“It’s all right,” he said again. “Well over. As satisfactory as it could possibly be. Now don’t be silly!” Surely it was the Max of old times speaking! “Pull up while you can! Come in here and sit down for a minute! I am going to take you to see him directly.”
That last remark did more towards restoring Olga’s self-control than any of the preceding ones. She went with him submissively, making strenuous efforts to preserve her composure. She even took without a murmur the wineglass of sal volatile with which he presented her.
Max stood beside her, still holding one of her hands, his fingers grasping her wrist, and talked over her head to Nick.
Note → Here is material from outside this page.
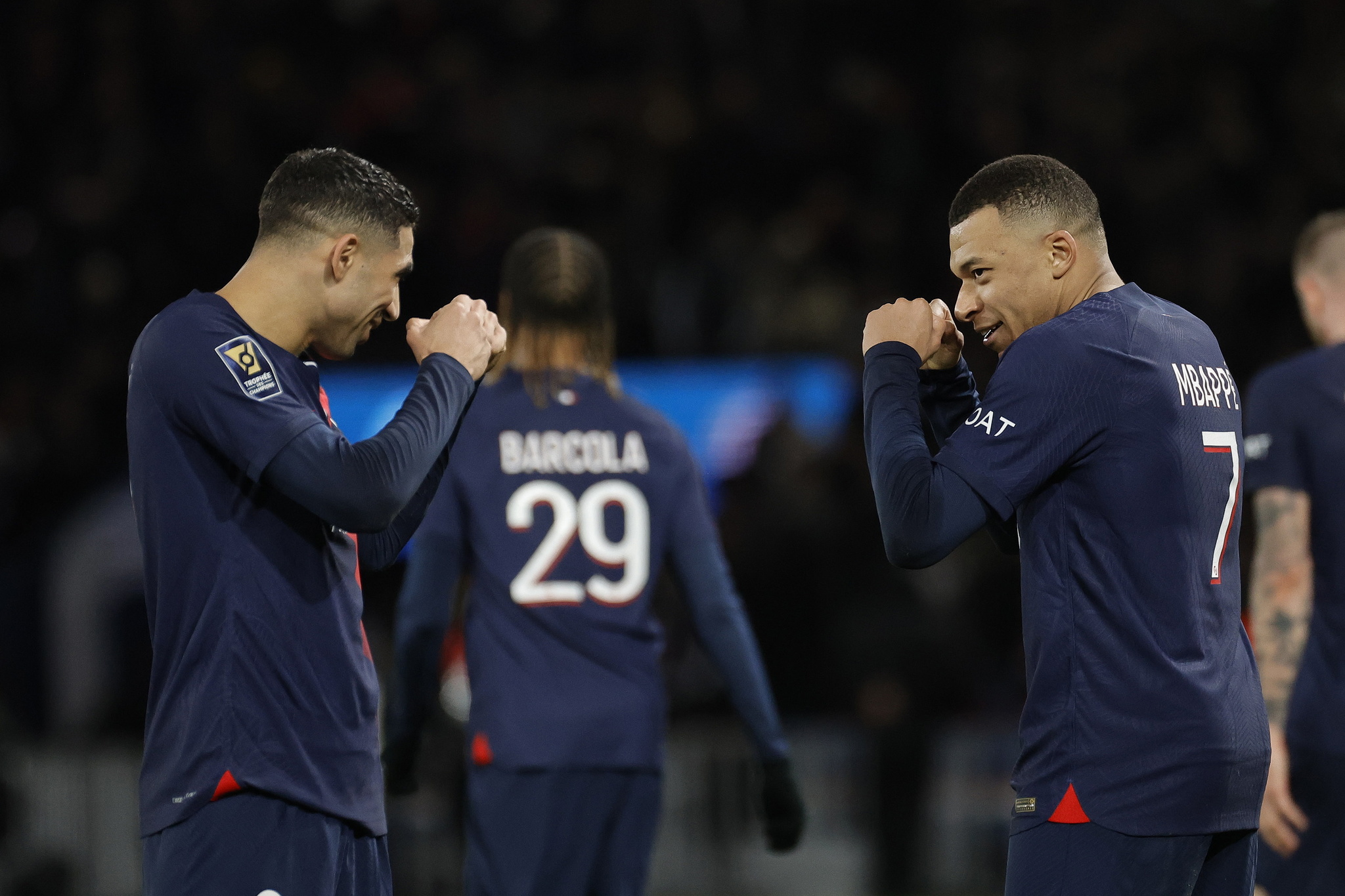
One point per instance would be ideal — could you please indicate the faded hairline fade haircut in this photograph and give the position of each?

“Absolutely normal in every way. Came round without the least trouble. He’ll be on his legs again in a fortnight. Of course we shan’t turn him loose for a month, and he will have to live in the dark. But he ought to be absolutely sound in six weeks from now.”
“And—he will see?” whispered Olga.
Max bent and laid her hand down. He looked at her closely for a moment. “Yes,” he said. “There is no reason why he shouldn’t make a complete recovery. Are you all right now? I promised to let him have a word with you.”
She stood up. “Yes, I am quite all right. Let us go!”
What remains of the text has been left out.